На Кавказских Минеральных Водах, в Пятигорске, Раевские и Пушкин провели два месяца — с 5 июня до 5 августа, а затем выехали в Крым, где у родственника Раевского генерала Бороздина было имение. Путь их лежал по Кубани, потом из Тамани в Керчь, оттуда до Феодосии, а затем морем. Дом Бороздиных оказался недостроенным, и они поселились в Гурзуфе, в доме, принадлежавшем генералу Ришелье. Здесь Раевских ожидали жена Николая Николаевича и две его дочери — Екатерина и Елена. Пушкин прожил в Гурзуфе с 18 августа по 5 сентября.

Три недели, проведённые Пушкиным в Крыму, он посвятил отдыху и чтению.
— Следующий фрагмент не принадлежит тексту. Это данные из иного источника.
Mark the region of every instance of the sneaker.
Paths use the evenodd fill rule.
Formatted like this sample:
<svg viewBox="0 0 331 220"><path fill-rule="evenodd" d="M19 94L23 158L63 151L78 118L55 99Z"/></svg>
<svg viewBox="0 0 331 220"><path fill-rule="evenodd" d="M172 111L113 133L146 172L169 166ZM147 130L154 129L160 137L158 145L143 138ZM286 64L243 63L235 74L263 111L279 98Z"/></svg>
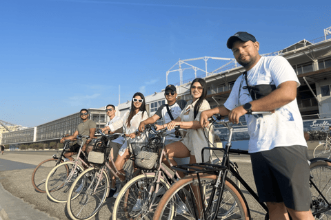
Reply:
<svg viewBox="0 0 331 220"><path fill-rule="evenodd" d="M132 212L138 212L141 210L141 199L137 199L134 206L132 208Z"/></svg>
<svg viewBox="0 0 331 220"><path fill-rule="evenodd" d="M115 199L117 198L120 191L121 191L121 190L119 188L118 188L117 190L116 190L115 194L114 194L114 195L112 196L112 197L115 198Z"/></svg>
<svg viewBox="0 0 331 220"><path fill-rule="evenodd" d="M74 191L75 192L79 192L79 191L81 191L81 188L83 188L83 182L82 182L81 185L79 186L79 187L77 188L77 189L76 190L76 191Z"/></svg>
<svg viewBox="0 0 331 220"><path fill-rule="evenodd" d="M182 201L177 201L176 204L176 210L177 214L183 214L188 212L188 208L186 207L186 204Z"/></svg>
<svg viewBox="0 0 331 220"><path fill-rule="evenodd" d="M117 191L117 188L115 188L114 190L111 188L110 190L109 191L109 195L108 195L108 197L107 198L112 198L114 197L114 195L115 195Z"/></svg>

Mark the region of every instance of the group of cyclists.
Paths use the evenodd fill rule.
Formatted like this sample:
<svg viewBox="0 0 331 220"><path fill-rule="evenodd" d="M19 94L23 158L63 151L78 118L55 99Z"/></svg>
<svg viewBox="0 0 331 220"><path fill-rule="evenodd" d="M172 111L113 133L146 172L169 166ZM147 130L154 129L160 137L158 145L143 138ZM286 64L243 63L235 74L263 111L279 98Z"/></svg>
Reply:
<svg viewBox="0 0 331 220"><path fill-rule="evenodd" d="M132 142L146 142L146 135L143 135L145 126L155 123L158 120L161 120L161 125L155 124L157 131L167 128L164 144L169 161L172 165L181 164L193 164L201 162L201 149L209 146L208 140L205 134L209 134L209 142L212 143L214 131L210 127L202 128L199 118L203 111L210 109L209 103L205 100L207 94L205 81L202 78L196 78L190 85L190 94L192 100L186 102L183 100L177 100L176 87L172 85L168 85L164 91L164 96L167 104L159 107L155 114L148 117L146 109L145 96L140 92L135 93L132 96L131 107L122 117L116 115L115 106L108 104L106 106L106 113L109 117L109 122L104 128L101 129L106 134L115 133L124 133L128 136L128 141L123 137L118 137L110 141L110 156L114 161L114 165L118 170L123 171L123 164L131 156L132 152L130 144ZM77 135L89 135L90 138L84 140L86 142L82 147L82 151L87 155L91 151L92 146L88 146L91 140L94 137L97 124L90 120L88 111L86 109L80 111L80 123L77 131L72 135L63 138L61 142L66 140L73 140ZM176 126L185 129L186 132L181 134L175 133ZM79 143L73 144L64 156L72 160L72 156L78 153ZM87 147L88 146L88 147ZM81 155L80 155L81 156ZM210 155L205 155L205 161L208 161ZM167 159L163 162L170 167ZM112 164L110 163L110 165ZM182 177L184 174L179 173ZM124 175L119 175L120 178L125 178ZM123 180L123 179L122 179ZM120 189L116 187L115 177L112 175L111 188L109 197L116 198Z"/></svg>
<svg viewBox="0 0 331 220"><path fill-rule="evenodd" d="M124 133L129 138L127 141L121 137L111 141L110 154L116 168L122 170L132 153L130 143L146 141L146 136L142 135L146 124L161 119L163 124L156 124L157 130L167 128L169 133L175 133L175 126L187 130L181 138L176 134L168 135L164 143L168 159L163 162L167 166L170 166L169 162L177 165L178 159L188 158L186 164L195 164L203 161L201 149L213 144L214 131L208 118L218 113L228 116L229 120L237 124L239 117L245 115L250 136L249 153L253 175L260 201L266 203L270 219L289 219L288 212L293 219L314 219L310 211L307 144L296 102L297 87L300 83L295 72L283 57L261 56L259 43L249 33L236 33L228 40L227 47L245 71L236 80L224 105L210 109L205 100L206 82L199 78L190 85L192 100L188 102L177 100L176 87L168 85L164 91L167 104L159 107L151 117L146 111L145 96L140 92L133 95L131 108L122 117L116 116L114 105L107 105L110 121L102 131ZM263 111L272 114L250 115L252 111ZM78 134L89 135L83 147L88 153L90 149L86 146L94 138L96 129L95 122L88 116L88 110L81 109L83 122L77 131L61 142ZM65 156L71 158L79 146L73 145ZM210 155L205 153L203 161L208 162ZM179 175L182 177L184 174ZM112 177L109 197L116 198L119 190L116 179Z"/></svg>

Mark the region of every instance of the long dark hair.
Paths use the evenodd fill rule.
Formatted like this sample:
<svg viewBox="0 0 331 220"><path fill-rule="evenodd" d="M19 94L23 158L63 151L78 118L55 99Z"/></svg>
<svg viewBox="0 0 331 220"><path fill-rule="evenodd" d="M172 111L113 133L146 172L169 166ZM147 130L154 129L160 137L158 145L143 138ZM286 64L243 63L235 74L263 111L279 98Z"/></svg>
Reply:
<svg viewBox="0 0 331 220"><path fill-rule="evenodd" d="M133 95L132 99L134 97L138 96L141 97L141 98L143 99L143 102L141 103L141 105L139 107L139 111L143 111L143 114L141 116L141 117L143 117L143 113L146 111L146 106L145 105L145 96L143 96L142 93L136 92L134 94L134 95ZM135 113L134 113L134 109L136 109L136 107L133 104L133 100L131 100L131 110L130 111L129 117L128 118L128 121L126 122L126 124L127 124L128 126L131 126L131 119L132 119L133 116L134 116L134 115L135 115Z"/></svg>
<svg viewBox="0 0 331 220"><path fill-rule="evenodd" d="M194 106L194 119L197 117L197 116L198 115L199 109L200 109L200 107L202 104L202 102L203 102L203 100L205 99L205 96L207 96L207 88L205 87L205 85L206 85L205 81L204 79L201 78L197 78L192 82L191 86L190 87L190 92L191 93L191 95L192 95L192 89L191 89L192 86L196 82L199 82L201 85L201 87L203 87L203 89L202 89L201 96L200 96L200 98L199 98L198 101L197 102L197 103L195 104L195 106Z"/></svg>

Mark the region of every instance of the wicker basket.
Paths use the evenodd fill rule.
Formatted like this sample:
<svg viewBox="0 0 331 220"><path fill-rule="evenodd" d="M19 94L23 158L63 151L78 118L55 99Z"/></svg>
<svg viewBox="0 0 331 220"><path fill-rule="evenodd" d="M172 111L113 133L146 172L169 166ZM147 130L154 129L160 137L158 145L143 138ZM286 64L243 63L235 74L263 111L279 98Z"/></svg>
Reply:
<svg viewBox="0 0 331 220"><path fill-rule="evenodd" d="M131 143L134 164L143 170L157 168L163 144Z"/></svg>
<svg viewBox="0 0 331 220"><path fill-rule="evenodd" d="M102 164L106 161L110 152L110 147L107 146L103 140L97 139L88 154L88 160L90 163Z"/></svg>

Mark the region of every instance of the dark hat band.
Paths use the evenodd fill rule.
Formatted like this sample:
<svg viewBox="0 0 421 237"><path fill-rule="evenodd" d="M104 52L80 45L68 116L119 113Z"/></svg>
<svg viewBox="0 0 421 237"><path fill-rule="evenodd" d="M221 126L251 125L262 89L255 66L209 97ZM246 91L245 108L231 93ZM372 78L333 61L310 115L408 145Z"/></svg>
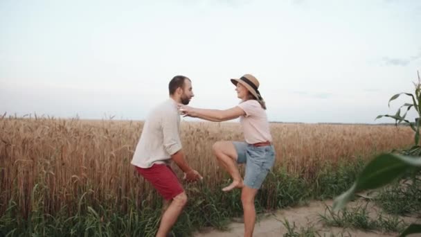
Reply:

В Пятигорске к семейству генерала Раевского присоединился и его старший сын — Александр, с которым Пушкин сошёлся очень близко. Это был отставной полковник. Получив на войне рану в ногу, он лечился целебными водами. Умный, начитанный, он, однако, имел трудный характер.

Раевский-старший писал о нём дочери Екатерине:

«С Александром живу в мире, но как он холоден! Я ищу в нём проявления любви, чувствительности и не нахожу их. Он не рассуждает, а спорит, и чем более он не прав, тем его тон становится неприятнее, даже до грубости. Мы условились с ним никогда не вступать ни в споры, ни в отвлечённую беседу. Не то чтобы я был им недоволен, но я не вижу с его стороны сердечного отношения. Что делать! Таков уж его характер, и нельзя ставить ему это в вину. У него ум наизнанку; он философствует о вещах, которых не понимает, и так мудрит, что всякий смысл испаряется...»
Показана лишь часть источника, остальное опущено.